Максим и Длинный закивали, соглашаясь.
– Дело ваше, мальчики, – сказала Надя, всем своим видом показывая, что она не согласна. – А я ни за что не стала бы дружить с человеком, который может выбросить меня и заменить на кого-то другого!
– Ладно, Надь, не трави душу, – сказал Фидель. – Налей лучше еще чайку.
– Хорошо, – Надя потянулась к чайнику.
– А где это Родионова? – задал Длинный вопрос, ответ на который сейчас больше всего интересовал Максима.
– Пошла в кафе, – сказала Надя, доливая кипяток в чашку Фиделя.
– В какое кафе? – не выдержал Максим.
– В «Старый дворик», – не глядя на Максима, ответила Надя.
– Это кооперативное кафе?

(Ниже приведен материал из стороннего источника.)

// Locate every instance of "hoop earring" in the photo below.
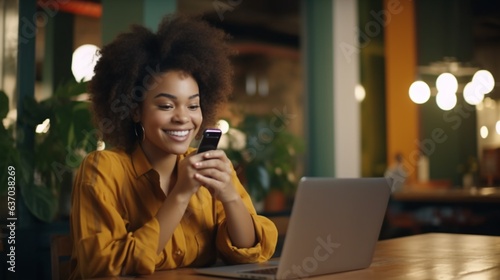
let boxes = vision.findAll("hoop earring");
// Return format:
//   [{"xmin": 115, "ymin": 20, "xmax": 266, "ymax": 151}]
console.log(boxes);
[{"xmin": 134, "ymin": 123, "xmax": 146, "ymax": 142}]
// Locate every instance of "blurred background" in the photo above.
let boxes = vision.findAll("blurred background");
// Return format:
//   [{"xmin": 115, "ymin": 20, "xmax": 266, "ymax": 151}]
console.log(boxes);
[{"xmin": 0, "ymin": 0, "xmax": 500, "ymax": 279}]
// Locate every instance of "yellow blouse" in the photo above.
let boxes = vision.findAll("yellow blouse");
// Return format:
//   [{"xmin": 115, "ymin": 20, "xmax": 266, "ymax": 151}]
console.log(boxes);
[{"xmin": 70, "ymin": 146, "xmax": 278, "ymax": 279}]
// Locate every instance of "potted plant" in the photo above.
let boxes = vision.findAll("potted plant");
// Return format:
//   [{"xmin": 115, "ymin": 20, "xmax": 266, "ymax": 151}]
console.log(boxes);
[{"xmin": 0, "ymin": 81, "xmax": 97, "ymax": 222}]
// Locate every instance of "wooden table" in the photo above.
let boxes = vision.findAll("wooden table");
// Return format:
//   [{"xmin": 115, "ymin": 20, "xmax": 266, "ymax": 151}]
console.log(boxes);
[
  {"xmin": 92, "ymin": 233, "xmax": 500, "ymax": 280},
  {"xmin": 392, "ymin": 187, "xmax": 500, "ymax": 203}
]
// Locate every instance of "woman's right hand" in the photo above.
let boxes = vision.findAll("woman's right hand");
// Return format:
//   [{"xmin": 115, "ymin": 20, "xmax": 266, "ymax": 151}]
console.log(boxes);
[{"xmin": 172, "ymin": 152, "xmax": 203, "ymax": 198}]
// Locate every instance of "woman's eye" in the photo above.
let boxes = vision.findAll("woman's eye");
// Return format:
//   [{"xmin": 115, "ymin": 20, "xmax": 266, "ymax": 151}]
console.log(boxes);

Которое рядом с автовокзалом открылось? – спросил Длинный.
– Да, – ответила Надя.
– И что – она сама туда пошла? – спросил Максим, ненавидя себя за то, как дрогнул его голос.
– Нет, – ответила Надя и посмотрела Максиму прямо в глаза. – Пошла с Женей Сидоркиным. Сказала, что раз в полгода имеет право выйти за пределы Собачевки! Женька – единственный кавалер, решившийся вывести ее в город!
Максим густо покраснел, и отвернулся.
– Жорик – придурок! – сказал Фитель зло. – В городе нет другого пацана, которого ненавидят так сильно, как его! Его в «Старом дворике» прибьют. И Родионовой достанется!
Надежда не успела ответить – в этот момент в дверь постучали.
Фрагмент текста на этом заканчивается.